Glaxo, Merck Support Effort to Boost Vaccine Access
(Corrects name of vaccine in fifth paragraph.)
GlaxoSmithKline Plc (GSK) and Merck & Co. agreed to lower prices for vaccines to protect children against potentially deadly diarrhea, supporting an international effort to help least-developed nations fight diseases.
The GAVI Alliance, set up by Microsoft Corp. (MSFT) founder Bill Gates to give the world’s poorest people better access to life- saving immunizations, also received commitments from India-based drugmakers Serum Institute of India Ltd. and Panacea Biotec Ltd. (PNCB) to cut the price of a key pediatric vaccine, it said today.
The agreements will help the alliance prevent an extra 4 million deaths by 2015 by rolling out new vaccines to tackle the main killers of children: pneumonia and diarrhea. The Geneva- based group’s donors and partners are meeting in London next week as they seek $3.7 billion to expand immunization programs over the next five years.
“Ensuring full funding for GAVI’s goals is essential to meeting our public health commitment to all children,” said Julie L. Gerberding, president of Merck Vaccines, in a statement. “The upcoming GAVI conference, and the commitments highlighted today by so many, are critical steps toward advancing access to vaccines in developing countries.”
Merck, based in Whitehouse Station, New Jersey, will offer RotaTeq, its oral vaccine for rotavirus, to the United Nations Children’s Fund, a GAVI Alliance partner, at $5 a dose. The price will drop to $3.50 once the volume bought reaches 30 million doses. Merck will offer its Gardasil cervical cancer vaccine to the GAVI Alliance at $5 a dose for certain developing countries, it said.
GlaxoSmithKline Plc, based in London, offered to sell its rotavirus vaccine at $2.50 per dose, or $5 to fully immunize a child, a 67 percent reduction in the current lowest available public price, GAVI said in a separate statement.
The GAVI Alliance comprises governments of developing and donor countries, the World Health Organization, Unicef, the World Bank, vaccine makers, research and technical agencies, civil society, the Bill & Melinda Gates Foundation and other private philanthropists.
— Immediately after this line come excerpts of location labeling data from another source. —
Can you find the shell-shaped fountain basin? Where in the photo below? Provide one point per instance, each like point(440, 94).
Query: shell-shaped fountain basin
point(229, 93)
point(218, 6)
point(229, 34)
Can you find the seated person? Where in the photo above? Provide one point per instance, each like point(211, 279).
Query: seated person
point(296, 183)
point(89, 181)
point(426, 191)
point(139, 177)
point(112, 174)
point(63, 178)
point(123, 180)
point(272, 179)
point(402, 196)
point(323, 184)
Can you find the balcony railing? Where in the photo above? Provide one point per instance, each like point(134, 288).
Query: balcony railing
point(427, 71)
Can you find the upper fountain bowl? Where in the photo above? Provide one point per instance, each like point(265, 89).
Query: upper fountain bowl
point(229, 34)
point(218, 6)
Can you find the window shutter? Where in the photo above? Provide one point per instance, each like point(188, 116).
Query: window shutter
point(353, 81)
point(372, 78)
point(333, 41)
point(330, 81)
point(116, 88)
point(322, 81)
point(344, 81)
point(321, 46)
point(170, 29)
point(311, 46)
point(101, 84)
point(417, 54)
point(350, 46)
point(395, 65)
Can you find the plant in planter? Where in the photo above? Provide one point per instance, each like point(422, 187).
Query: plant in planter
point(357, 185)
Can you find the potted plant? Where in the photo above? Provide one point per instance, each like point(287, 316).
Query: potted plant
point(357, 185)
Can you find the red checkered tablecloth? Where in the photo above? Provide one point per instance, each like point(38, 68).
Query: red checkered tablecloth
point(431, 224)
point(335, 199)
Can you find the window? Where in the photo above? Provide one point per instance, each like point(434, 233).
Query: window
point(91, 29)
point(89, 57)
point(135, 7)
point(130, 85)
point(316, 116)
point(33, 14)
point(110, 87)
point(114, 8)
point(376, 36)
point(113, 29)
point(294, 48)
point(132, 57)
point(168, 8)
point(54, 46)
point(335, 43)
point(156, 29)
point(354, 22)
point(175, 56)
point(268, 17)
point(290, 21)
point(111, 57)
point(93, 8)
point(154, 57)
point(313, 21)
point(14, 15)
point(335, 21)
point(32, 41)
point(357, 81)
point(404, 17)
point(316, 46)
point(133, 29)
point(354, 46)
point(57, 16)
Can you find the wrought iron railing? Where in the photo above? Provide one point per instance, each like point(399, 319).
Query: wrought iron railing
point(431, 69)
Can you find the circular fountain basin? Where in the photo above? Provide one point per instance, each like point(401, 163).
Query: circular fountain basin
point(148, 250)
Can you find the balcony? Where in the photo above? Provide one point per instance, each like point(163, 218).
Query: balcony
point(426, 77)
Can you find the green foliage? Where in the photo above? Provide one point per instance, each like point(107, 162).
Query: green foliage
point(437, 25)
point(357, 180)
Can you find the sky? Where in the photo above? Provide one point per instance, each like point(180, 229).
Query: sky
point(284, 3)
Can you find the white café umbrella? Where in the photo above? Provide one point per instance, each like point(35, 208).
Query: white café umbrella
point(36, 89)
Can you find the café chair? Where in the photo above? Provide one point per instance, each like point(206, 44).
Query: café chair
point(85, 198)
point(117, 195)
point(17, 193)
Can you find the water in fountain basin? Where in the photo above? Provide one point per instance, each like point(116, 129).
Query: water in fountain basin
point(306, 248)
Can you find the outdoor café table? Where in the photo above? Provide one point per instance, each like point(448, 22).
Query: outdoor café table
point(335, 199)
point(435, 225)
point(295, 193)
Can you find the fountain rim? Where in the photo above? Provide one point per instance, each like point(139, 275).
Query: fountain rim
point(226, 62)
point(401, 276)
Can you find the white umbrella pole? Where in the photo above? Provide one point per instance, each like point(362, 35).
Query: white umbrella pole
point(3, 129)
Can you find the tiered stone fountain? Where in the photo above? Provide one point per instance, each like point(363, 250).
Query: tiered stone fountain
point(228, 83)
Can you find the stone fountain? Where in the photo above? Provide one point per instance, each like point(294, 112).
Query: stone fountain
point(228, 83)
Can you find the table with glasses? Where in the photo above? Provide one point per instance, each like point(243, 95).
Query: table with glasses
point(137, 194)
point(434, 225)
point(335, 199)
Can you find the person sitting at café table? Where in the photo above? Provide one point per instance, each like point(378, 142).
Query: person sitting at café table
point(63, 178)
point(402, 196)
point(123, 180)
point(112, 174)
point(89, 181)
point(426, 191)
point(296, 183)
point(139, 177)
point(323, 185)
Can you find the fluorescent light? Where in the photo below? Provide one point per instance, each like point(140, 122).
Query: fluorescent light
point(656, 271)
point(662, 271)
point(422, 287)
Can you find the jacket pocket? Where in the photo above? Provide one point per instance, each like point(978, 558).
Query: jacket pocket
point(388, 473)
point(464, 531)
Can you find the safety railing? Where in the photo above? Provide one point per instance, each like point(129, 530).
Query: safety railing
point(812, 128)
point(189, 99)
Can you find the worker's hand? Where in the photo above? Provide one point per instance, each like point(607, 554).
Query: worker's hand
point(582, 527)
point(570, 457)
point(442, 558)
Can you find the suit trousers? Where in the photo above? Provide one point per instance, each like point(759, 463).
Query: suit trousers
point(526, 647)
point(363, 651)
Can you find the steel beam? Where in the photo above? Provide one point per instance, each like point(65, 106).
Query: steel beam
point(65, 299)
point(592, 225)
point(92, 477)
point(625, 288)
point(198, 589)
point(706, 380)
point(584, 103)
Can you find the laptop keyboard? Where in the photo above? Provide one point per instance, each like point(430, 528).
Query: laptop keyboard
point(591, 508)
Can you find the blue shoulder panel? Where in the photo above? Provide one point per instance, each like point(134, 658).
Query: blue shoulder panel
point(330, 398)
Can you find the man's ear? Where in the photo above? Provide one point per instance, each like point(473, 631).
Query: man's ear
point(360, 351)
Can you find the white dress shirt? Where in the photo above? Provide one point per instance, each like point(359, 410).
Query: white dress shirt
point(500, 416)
“We’re particularly excited about the offers for rotavirus vaccine because the shock of learning that more than 500,000 children die from a preventable disease that causes severe diarrhea is what drew us to work in global health in the first place,” Bill and Melinda Gates said in a separate statement. “With these offers, GAVI will be able to make even greater use of donor commitments, now and in the future, to significantly increase the number of children it can protect from deadly yet preventable diseases.”
Rotavirus is the leading cause of severe diarrhea -- the world’s biggest killer of children after pneumonia.
Bharat Biotech, the Serum Institute and Shantha Biotechnics, a subsidiary of Paris-based Sanofi, are developing rotavirus vaccines for GAVI-eligible countries, the alliance said. Vaccines from these suppliers aren’t expected to be ready for purchase through Unicef for about four more years. Bharat Biotech may offer further price reductions and lower the cost of immunizing a child to $3, according to GAVI.
The Serum Institute reduced prices for the pentavalent vaccine, which protects against five fatal diseases, to $1.75 a dose -- the lowest available, GAVI said. Panacea Biotec said it would cut prices for the same shot by as much as 15 percent.